Old Fashion Waffles
- CKD non-dialysis
half of a 7” waffle
- 1-3/4 cups 2% milk
- 8 tablespoons unsalted butter, cut into 8 pieces
- 2 cups all-purpose flour
- 1 tablespoon granulated sugar
- 1 teaspoon salt
- 1-1/2 teaspoons baker’s yeast
- 2 large eggs
- 1 teaspoon pure almond extract
- Heat milk and butter in small saucepan over medium-low heat until butter is melted, 3 to 5 minutes. Cool milk/butter mixture until warm to the touch.
Meanwhile, whisk flour, sugar, salt and yeast in a large bowl to combine.
- Gradually whisk warm milk/butter mixture into flour mixture; continue to whisk until batter is smooth.
- In a small bowl, whisk eggs and vanilla until combined, then add egg mixture to batter and whisk until incorporated.
- Scrape down sides of the bowl with a rubber spatula, cover with plastic wrap and refrigerate at least 12 hours and up to 24 hours.
- When ready to make waffles, heat oven to 200° F to keep waffles warm after cooking. Heat the waffle iron.
- Remove batter from refrigerator when waffle iron is ready (batter will be foamy and doubled in size). Whisk batter to recombine (batter will deflate).
- Use 1/2-cup batter for 7” waffle iron or 1-cup batter for 9” waffle iron.

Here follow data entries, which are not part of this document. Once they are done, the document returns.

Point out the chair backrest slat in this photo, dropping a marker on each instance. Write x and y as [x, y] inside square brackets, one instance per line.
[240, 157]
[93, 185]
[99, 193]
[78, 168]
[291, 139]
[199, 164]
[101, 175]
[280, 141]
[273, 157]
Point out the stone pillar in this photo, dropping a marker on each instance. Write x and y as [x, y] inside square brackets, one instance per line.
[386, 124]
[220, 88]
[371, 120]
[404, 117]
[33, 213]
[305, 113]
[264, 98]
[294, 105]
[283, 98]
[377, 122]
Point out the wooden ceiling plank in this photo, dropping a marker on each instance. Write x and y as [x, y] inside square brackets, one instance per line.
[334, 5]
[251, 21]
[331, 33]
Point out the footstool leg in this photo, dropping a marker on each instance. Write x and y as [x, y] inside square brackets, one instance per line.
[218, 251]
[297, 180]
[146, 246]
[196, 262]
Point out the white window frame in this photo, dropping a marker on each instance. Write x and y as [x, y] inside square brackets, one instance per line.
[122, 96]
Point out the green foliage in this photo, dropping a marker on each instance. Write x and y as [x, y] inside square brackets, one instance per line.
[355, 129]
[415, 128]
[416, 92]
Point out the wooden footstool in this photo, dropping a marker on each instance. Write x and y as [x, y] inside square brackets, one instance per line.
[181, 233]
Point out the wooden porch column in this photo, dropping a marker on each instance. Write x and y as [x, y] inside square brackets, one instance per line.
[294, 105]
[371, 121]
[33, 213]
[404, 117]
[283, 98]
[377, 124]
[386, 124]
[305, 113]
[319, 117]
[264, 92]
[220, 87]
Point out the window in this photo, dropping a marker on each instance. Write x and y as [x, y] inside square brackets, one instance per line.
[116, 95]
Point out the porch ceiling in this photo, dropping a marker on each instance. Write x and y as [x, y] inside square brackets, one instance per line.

- Serve immediately or crisp and keep warm in the oven.
Nutrients per serving
- Calories 263
- Protein 7 g
- Carbohydrates 25 g
- Fat 15 g
- Cholesterol 89 mg
- Sodium 308 mg
- Potassium 151 mg
- Phosphorus 113 mg
- Calcium 73 mg
- Fiber 0.9 g
Renal and renal diabetic food choices
- 1-1/2 starch
- 1/2 milk
- 2 fat
- Make batter the day before use.
- This recipe has not been tested with nondairy creamer or other milk substitutes.
- For flavor variety use pure vanilla extract or orange extract in place of almond extract.
- Top with fresh berries or a bit of powdered sugar if desired.
- Most waffle mixes or frozen waffles contain over 400 mg sodium and over 180 mg phosphorus for a serving comparable to this recipe. Replacing baking powder with baker’s yeast makes a difference.